Tuesday, September 16, 2025

Fearing Death

 
“You don’t have a soul. You are a soul. You have a body.” 
(unknown, but definitely not C. S. Lewis) 
 
When I was a little girl I saw a glossy magazine with pictures of King Tutankhamen's treasure.  And there were pictures of mummies.  I wasn't really horrified until I was at church and we got to the bit about "the resurrection of the body and life everlasting."  The Church was backing the zombie apocalypse?  Eewwww.

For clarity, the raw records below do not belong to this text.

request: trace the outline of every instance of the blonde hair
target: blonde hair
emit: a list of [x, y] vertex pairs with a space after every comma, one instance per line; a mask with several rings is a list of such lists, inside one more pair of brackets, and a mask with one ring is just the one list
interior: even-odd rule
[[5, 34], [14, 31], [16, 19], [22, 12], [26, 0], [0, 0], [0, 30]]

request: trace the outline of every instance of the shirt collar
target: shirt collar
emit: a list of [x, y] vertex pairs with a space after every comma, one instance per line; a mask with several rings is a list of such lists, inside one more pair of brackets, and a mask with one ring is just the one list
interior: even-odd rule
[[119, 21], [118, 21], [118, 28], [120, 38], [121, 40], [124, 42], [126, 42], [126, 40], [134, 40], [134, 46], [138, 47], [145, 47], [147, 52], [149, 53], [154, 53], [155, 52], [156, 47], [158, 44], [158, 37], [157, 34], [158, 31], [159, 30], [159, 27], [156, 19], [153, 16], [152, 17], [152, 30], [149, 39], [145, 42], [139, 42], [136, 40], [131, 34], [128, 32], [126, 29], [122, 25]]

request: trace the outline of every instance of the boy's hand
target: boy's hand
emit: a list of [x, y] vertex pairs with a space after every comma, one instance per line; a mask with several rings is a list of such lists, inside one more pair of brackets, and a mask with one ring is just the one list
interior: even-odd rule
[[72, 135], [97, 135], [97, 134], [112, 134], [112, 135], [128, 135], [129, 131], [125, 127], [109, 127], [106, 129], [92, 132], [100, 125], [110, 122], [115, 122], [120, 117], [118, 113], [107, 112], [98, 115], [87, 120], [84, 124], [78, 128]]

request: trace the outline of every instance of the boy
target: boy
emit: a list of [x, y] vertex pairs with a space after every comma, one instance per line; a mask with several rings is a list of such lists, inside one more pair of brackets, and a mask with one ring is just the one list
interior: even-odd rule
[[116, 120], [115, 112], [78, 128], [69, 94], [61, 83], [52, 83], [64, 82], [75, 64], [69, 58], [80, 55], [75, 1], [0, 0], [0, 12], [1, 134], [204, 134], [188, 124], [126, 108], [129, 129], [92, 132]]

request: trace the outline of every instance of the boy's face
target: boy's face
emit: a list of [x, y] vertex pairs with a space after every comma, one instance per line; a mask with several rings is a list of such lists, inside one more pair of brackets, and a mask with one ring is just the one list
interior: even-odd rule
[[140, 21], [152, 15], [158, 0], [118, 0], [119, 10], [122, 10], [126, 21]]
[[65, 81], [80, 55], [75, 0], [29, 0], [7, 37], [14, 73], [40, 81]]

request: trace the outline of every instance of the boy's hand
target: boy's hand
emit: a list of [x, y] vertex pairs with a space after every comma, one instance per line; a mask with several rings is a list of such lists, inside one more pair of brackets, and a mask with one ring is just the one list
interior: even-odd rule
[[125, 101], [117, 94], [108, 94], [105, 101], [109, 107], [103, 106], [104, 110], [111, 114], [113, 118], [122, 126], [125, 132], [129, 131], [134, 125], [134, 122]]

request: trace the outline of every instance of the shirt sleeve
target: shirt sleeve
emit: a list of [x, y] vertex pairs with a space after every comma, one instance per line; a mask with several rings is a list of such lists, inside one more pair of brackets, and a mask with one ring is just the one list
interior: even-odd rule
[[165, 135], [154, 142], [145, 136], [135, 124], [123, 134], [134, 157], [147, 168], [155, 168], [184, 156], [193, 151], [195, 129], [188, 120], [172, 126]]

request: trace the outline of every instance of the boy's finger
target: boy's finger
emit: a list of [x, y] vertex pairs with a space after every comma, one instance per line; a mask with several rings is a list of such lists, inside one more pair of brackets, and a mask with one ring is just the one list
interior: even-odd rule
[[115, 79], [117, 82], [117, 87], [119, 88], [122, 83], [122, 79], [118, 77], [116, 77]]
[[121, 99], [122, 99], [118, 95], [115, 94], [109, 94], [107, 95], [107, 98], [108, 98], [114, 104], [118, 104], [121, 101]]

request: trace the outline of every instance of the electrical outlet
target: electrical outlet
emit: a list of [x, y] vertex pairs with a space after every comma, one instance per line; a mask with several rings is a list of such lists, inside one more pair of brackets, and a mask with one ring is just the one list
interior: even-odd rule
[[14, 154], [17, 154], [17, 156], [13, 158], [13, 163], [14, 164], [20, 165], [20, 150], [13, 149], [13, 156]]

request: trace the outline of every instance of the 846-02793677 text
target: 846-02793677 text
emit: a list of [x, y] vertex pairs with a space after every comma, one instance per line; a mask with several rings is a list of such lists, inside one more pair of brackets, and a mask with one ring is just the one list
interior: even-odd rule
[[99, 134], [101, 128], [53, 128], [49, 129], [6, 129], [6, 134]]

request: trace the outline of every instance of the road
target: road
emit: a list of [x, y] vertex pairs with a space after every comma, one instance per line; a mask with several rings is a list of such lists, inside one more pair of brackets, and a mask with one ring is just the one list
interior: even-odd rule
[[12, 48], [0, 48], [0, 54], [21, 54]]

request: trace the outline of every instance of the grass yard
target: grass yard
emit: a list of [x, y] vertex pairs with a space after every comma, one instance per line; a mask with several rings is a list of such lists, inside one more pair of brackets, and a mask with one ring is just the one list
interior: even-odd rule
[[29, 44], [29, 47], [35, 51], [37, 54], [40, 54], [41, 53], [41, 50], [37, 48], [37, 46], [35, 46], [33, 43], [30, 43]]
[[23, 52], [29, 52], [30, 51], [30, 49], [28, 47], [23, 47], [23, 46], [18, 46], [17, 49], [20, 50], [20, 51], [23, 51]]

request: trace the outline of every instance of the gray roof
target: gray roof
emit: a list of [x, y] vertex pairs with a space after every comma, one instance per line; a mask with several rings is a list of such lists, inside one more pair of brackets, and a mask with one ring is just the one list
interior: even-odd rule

Our species has always been obsessed with achieving immortality -- perhaps because we can not accept our own impermanence.  The massive tombs of antiquity, filled with unimaginable wealth, often to the bankruptcy of the kingdom were meant to be passports to immortality.  The fact that most of the tombs have been looted puts  meaning into "you can't take it with you."  
 
We all know death is inevitable, but how many of us truly accept that and understand it?  The greatest gift any faith can give is lessening the fear of death.  Sadly Christianity in particular has focused on scaring the bejesus out of adherents with threats of eternal damnation if they dare have a thought that does not comport with the accepted church view.  Rather than stressing how how to be a good person worthy of Heaven, they have instead stressed that every little mistake and socially condemned sin leads us to the fires.  Christianity never gave me a sense of peace.
 
It was Buddhism that took away my fear of death.  I am actually looking forward to it, but am in no rush, of course.  I don't believe in either eternal reward or eternal suffering.  All the suffering I have every known of was here on Earth in this reality.  Every evil deed ever done was done here.  Because of my childhood in a haunted house, I never questioned that there was something outside of our reality.
 
Losing one's fear of death is truly liberating.  I do not mourn anyone's passing these days, but I do miss them.  It is no longer a crushing sense of loss, but a more bewildered wondering when will I see them again.  I look at my lover, my child, my family, my friends, my cats and know that there is a separation in the future so I appreciate them more while they are here.  
 
The fear of death is the attachment to life.  Buddhism centers on the ideal of non-attachment to everything because all of it is impermanent.  It doesn't mean I don't love, don't feel, don't care.  It just means that when the time comes to say goodbye to someone or something, I make my peace with it and move on.